A rainbow appears behind U.S. Rep. Eddie Bernice Johnson as she speaks during ceremonies announcing the naming of an aircraft carrier after World War II hero Doris Miller of Waco. (Photo courtesy of the Office of Congresswoman Eddie Bernice Johnson)

EBJ gets aircraft carrier named after her hometown hero

DAVID TAFFET | Senior Staff Writer

Rep. Eddie Bernice Johnson worked for years to get the Congressional Medal of Honor for Doris “Dorie” Miller, a WWII serviceman from her hometown of Waco. And on Martin Luther King Jr.’s birthday, the Navy announced it would name its next aircraft carrier after him.

Miller was a cook onboard the U.S.S. West Virginia in Pearl Harbor when the Japanese attacked on Dec. 7, 1941. He served breakfast that morning and was collecting laundry when his ship was hit by the first of seven torpedoes plus two bombs.

Because Miller was black, he was not allowed to handle guns. But when his ship was attacked, he headed for his battle station and saved lives on his ship and on others by his actions. He was awarded the Navy Cross, the third highest award in that branch of the military at that time. He was the first African-American to receive that award.

Until Franklin Roosevelt’s administration, blacks couldn’t serve in the military at all. Under FDR, attendant, steward and cook positions were open. Miller enlisted in 1939 at age 19.

When the attack started, Miller heard heard the call to battle stations. So he raced to the deck. When he got on deck, he heard the captain had been wounded, so he raced to the bridge then carried the captain down to first aid before helping other wounded sailors to safety.

Miller saw an anti-aircraft gun not being used, so he went over to it and began shooting. Although he hadn’t been trained on the .50-caliber machine gun, he downed one of the attacking planes. He then continued to rescue other sailors before the ship sank.

In the film Pearl Harbor, Miller was portrayed by Cuba Gooding Jr.

In 1942, Miller was called home to head a war bond tour. He appeared in Waco and Dallas as well as in California. He was also featured in a 1943 U.S. Navy recruiting poster before reporting to the Puget Sound Navy Yard where he was assigned to the escort carrier U.S.S. Liscomb Bay.

Waco has honored its hometown hero by naming a city recreation center, a YMCA, a cemetery and an elementary school after him.

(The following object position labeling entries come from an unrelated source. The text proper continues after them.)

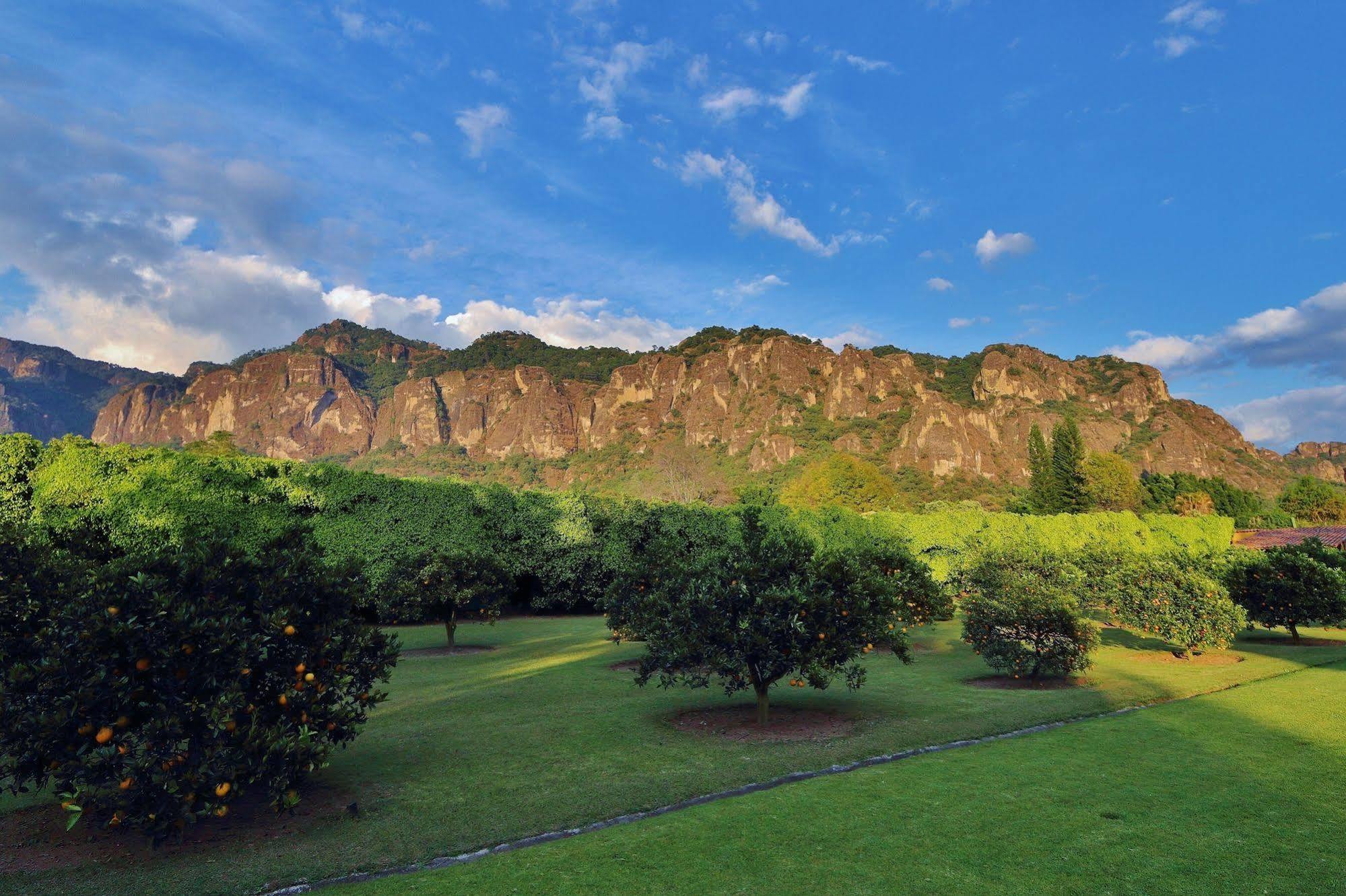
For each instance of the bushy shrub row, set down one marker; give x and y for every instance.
(154, 685)
(949, 541)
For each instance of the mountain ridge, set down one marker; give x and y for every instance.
(761, 399)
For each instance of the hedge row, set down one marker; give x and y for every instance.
(558, 551)
(948, 541)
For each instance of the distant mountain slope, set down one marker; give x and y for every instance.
(48, 392)
(754, 399)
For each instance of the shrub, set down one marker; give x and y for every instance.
(1023, 618)
(1178, 602)
(750, 599)
(438, 584)
(154, 689)
(1291, 587)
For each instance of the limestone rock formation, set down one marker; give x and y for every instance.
(760, 397)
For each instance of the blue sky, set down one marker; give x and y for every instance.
(1164, 180)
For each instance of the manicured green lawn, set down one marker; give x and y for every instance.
(540, 735)
(1232, 793)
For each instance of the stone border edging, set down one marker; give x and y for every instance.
(772, 784)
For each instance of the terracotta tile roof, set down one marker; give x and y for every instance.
(1263, 539)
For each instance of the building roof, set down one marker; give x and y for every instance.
(1265, 539)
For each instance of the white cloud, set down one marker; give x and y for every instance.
(858, 337)
(1312, 334)
(792, 101)
(607, 77)
(699, 70)
(729, 104)
(760, 40)
(959, 323)
(734, 101)
(753, 287)
(862, 63)
(1301, 415)
(567, 322)
(1196, 15)
(483, 127)
(388, 32)
(755, 209)
(994, 245)
(603, 127)
(1186, 20)
(1177, 44)
(381, 310)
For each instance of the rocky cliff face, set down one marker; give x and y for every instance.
(1322, 459)
(48, 392)
(765, 401)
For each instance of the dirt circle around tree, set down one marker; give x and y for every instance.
(1007, 683)
(785, 724)
(1286, 642)
(1209, 658)
(459, 650)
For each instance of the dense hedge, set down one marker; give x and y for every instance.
(948, 541)
(152, 687)
(558, 551)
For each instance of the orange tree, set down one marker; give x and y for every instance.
(746, 598)
(152, 689)
(1025, 618)
(440, 583)
(1294, 586)
(1177, 599)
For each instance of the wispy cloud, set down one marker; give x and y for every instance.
(992, 245)
(754, 287)
(960, 323)
(734, 101)
(483, 127)
(568, 322)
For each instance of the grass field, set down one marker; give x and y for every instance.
(541, 734)
(1232, 793)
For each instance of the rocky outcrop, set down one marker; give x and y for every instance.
(765, 401)
(284, 404)
(48, 392)
(1322, 459)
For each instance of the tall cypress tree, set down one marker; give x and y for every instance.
(1040, 473)
(1068, 467)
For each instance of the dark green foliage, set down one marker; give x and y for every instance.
(1247, 509)
(959, 374)
(1041, 483)
(714, 338)
(435, 586)
(1312, 501)
(1176, 598)
(505, 350)
(840, 481)
(19, 455)
(1023, 617)
(747, 598)
(1069, 493)
(155, 687)
(1291, 587)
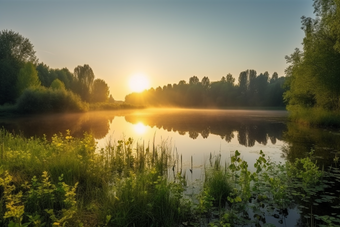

Before Johnson entered Congress in 1993, Reps. Jake Pickle, Barbara Jordan, Mickey Leland and Craig Washington worked to honor Miller with the Congressional Medal of Honor. In March 2015, Johnson re-introduced a piece of legislation to grant him the award.

He never was awarded that Congressional Medal of Honor. But on Monday, Jan. 20, acting Secretary of the Navy Thomas Modly and Rep. Johnson announced Miller would be the first African-American to have an aircraft carrier named after him.

“The sacrifice and patriotism of heroes like Doris Miller inspired me to pursue public service,” Johnson said. “Though he is deserving of even higher official recognition, including the Medal of Honor, the announcement of the naming of this vessel on Martin Luther King Day could not be more fitting.”

Miller went missing in action in November 1943 during the Battle of Makin when his ship was sunk by a Japanese submarine. Of 900 people on his ship, only 272 survived, and a year later Miller was listed as presumed dead.